Zulip Chat Archive

Stream: mathlib4

Topic: Constructing a function on Lists in terms of length

Connor Gordon (Feb 21 2024 at 15:11):

For a type α (that is a metric space), I am currently trying to construct a function g : List Bool → Set α such that for any two lists l1 and l2, if l1 is a prefix of l2, then g l2 ⊆ g l1 (the outputs should all be nonempty and two distinct lists of the same length should map to disjoint sets, among a couple other conditions).

I currently have the machinery to, given a Finset (Set α) meeting the conditions above, I can split it into another Finset (Set α) with twice as many elements, also meeting the conditions and having two subsets of each of the elements in the original Finset (or well, I have the preliminary results to prove that splitting lemma once I know exactly how to formulate it to solve this problem.

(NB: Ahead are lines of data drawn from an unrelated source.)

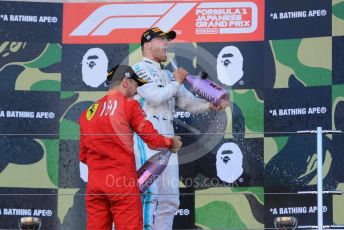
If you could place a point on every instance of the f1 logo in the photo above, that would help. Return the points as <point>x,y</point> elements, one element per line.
<point>110,17</point>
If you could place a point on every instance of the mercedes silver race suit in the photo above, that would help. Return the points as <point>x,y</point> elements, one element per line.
<point>158,98</point>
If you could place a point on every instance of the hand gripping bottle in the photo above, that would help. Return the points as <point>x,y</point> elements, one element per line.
<point>153,167</point>
<point>204,87</point>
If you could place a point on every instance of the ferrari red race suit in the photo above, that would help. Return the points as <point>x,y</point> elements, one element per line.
<point>106,146</point>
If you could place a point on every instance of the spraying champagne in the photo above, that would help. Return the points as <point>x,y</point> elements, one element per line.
<point>203,87</point>
<point>153,167</point>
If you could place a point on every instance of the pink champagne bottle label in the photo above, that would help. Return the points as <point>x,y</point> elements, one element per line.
<point>145,175</point>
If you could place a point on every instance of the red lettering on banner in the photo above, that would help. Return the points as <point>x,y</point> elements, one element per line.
<point>195,21</point>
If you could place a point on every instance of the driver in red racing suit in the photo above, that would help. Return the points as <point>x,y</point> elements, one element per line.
<point>106,146</point>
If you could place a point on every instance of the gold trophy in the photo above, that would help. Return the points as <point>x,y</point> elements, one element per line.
<point>32,223</point>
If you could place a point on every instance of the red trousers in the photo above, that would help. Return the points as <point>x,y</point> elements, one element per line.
<point>113,199</point>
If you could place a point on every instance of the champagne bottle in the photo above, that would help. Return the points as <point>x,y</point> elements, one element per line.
<point>152,168</point>
<point>204,87</point>
<point>207,89</point>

Does anyone have any ideas how I should formulate the splitting lemma and/or go about the construction once I have it? I'd imagine I'd have to do it by induction/recursion but I don't know how.

Kevin Buzzard (Feb 21 2024 at 19:48):

(deleted)

Kevin Buzzard (Feb 21 2024 at 19:49):

What's your maths proof that such a function exists? In fact, in this generality such a function doesn't always exist (for example if alpha is finite).

Kevin Buzzard (Feb 21 2024 at 19:55):

If alpha is infinite, then choose an injection from the naturals into alpha and then define $g$ by sending $[a_0,a_1,\ldots,a_{n-1}]$ to the image under the injection of all the naturals congruent to $\sum_i a_i2^i$ mod $2^n$, where you identify Bool with $\{0,1\}$.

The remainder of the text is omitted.